I came to the first volume of this quartet, Justine, with a fair degree of enthusiasm. I quickly lost that after bogging down in that book’s mire of reflections layered on philosophy on reminiscence on memory. Justine became an agonizing test of endurance and will, as I constantly checked just how much more of a slog each chapter would be.
It was therefore with trepidation that I approached this second book, Balthazar. I had understood that each of the first three books told essentially the same story, from a different perspective. This device has worked for others (recently, for Orson Scott Card with his Shadow series), and it’s an interesting idea. Plus, I had done the hard work of piecing together the story in Justine. In short, I had hope.
That hope soon dissipated, blown away by a relentless storm of overwrought images, inapposite metaphors, and languid introspection. In Balthazar, we hear from the titular character only indirectly, via his comments to the protagonist about the manuscript of Justine. Balthazar, a fairly minor character in Justine, now suddenly becomes a key figure in all of its events, and a source of undisputed truth.

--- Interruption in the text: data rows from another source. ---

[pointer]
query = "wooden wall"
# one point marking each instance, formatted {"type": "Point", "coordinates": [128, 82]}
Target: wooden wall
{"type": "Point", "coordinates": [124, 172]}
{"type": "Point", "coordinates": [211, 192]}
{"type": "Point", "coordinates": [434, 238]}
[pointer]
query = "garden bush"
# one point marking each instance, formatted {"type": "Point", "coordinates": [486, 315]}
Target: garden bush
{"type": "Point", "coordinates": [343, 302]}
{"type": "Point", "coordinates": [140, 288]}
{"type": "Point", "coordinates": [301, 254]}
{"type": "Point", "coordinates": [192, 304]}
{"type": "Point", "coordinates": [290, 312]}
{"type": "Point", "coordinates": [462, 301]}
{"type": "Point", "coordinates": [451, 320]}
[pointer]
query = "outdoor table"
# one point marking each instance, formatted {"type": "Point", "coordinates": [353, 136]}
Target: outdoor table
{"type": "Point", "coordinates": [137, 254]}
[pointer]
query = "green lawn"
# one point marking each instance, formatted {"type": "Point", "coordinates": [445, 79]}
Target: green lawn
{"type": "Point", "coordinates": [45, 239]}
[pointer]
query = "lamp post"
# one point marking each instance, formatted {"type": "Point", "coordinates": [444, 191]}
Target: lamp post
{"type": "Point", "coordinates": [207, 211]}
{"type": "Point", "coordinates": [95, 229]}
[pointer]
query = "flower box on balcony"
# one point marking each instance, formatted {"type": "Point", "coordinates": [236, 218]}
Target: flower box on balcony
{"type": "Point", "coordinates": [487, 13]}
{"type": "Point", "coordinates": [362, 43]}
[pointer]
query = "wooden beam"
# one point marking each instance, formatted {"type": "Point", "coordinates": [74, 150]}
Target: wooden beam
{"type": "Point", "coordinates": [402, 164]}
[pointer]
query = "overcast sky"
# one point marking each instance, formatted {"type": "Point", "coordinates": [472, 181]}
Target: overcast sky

We learn that the core concepts and relationships of Justine were false, and the narrator spends endless pages dissecting and redissecting his memories. Worst of all is his endless discussion of the re-evaluation itself. If the first book was chaotic and complex, this is simply long and almost unbearably tedious. It’s not particularly difficult to follow (though several brand new characters are suddenly shown to have always been on stage), but it is also not particularly interesting. To be blunt, it was not just dull, but tiring – not quite as hard to get through as Justine, but just as self-involved. Durrell shows from time to time that he has a sense of humor, but he steadfastly refuses to use it.
And then the book just stops. Durrell inserts a mildly mysterious crime or accident, but it seems designed more to provide some sort of climax than to actually fit the story.
Throughout the book, the narrator’s view of the past, and perhaps the past itself, are irrevocably changed by Balthazar’s revelations. Yet not only were the revelations themselves not very credible, the narrator’s reactions to these bombshells were distant, as if the woman he had been so obsessed with had suddenly become a figure of history – though he tells us this is not so.
I give credit to Durrell for an ambitious effort, and for his courage in experimentation. The concept – re-evaluating years’ long relationships in the light of new information – had promise. Some of his description is very effective, some of the phrases memorable (“I love the French edition with its uncut pages. I would not want a reader too lazy to use a knife on me.”, “In a book of poems: ‘One to be taken from time to time as needed and allowed to dissolve in the mind.’ “). But overall, the book sags under the sheer weight of monotony, held up by the very thin reed of our interest in the narrator’s thoughts.
As with the first book, I cannot recommend this. If you lived in Alexandria in the first half of the last century, it may be of interest. Otherwise, even if you’ve read Justine, I advise you to stay clear. As for me, well, I bought the quartet, and I’ll read it. Only 600 pages to go, and a faint hope that some of them will be better.